Experience has demonstrated that the concerns expressed in Thompson were well-founded. The “extreme case” standard has proved unworkable and our words of caution insufficient bulwarks *574against misuse of the aggravating factor. This is amply demonstrated by the facts of this case. Here, the only evidence of perjury was the fact that defendant’s testimony was contradicted by Shirley Haselden. The trial judge noted that the jury “by its verdict obviously found that the defendant’s testimony was false.” That the trial judge’s finding of perjury was conjectural is certain.

Because a trial judge’s determination of the factor is basically dependent upon his subjective evaluation of the defendant’s demeanor, we find it impossible to formulate adequately concrete guidelines to prevent future erroneous findings. In the interests of justice, we therefore hold that perjury may no longer constitute a nonstatutory aggravating factor in North Carolina. If the facts of the particular case warrant it, a defendant who commits perjury may be prosecuted under a separate indictment for that offense. In so ruling, we intend no criticism of the trial judges who have wrestled unsuccessfully with this problematic sentencing issue.
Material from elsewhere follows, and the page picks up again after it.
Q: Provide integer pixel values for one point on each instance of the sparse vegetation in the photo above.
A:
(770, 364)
The rule herein announced shall be effective in all sentencing hearings commencing on or after the certification date of this opinion, including the resentencing of this defendant. Prior case law is overruled to the extent that it conflicts with this decision. This cause is remanded to the Superior Court, Cumberland County, for a new sentencing hearing.

Remanded for new sentencing hearing.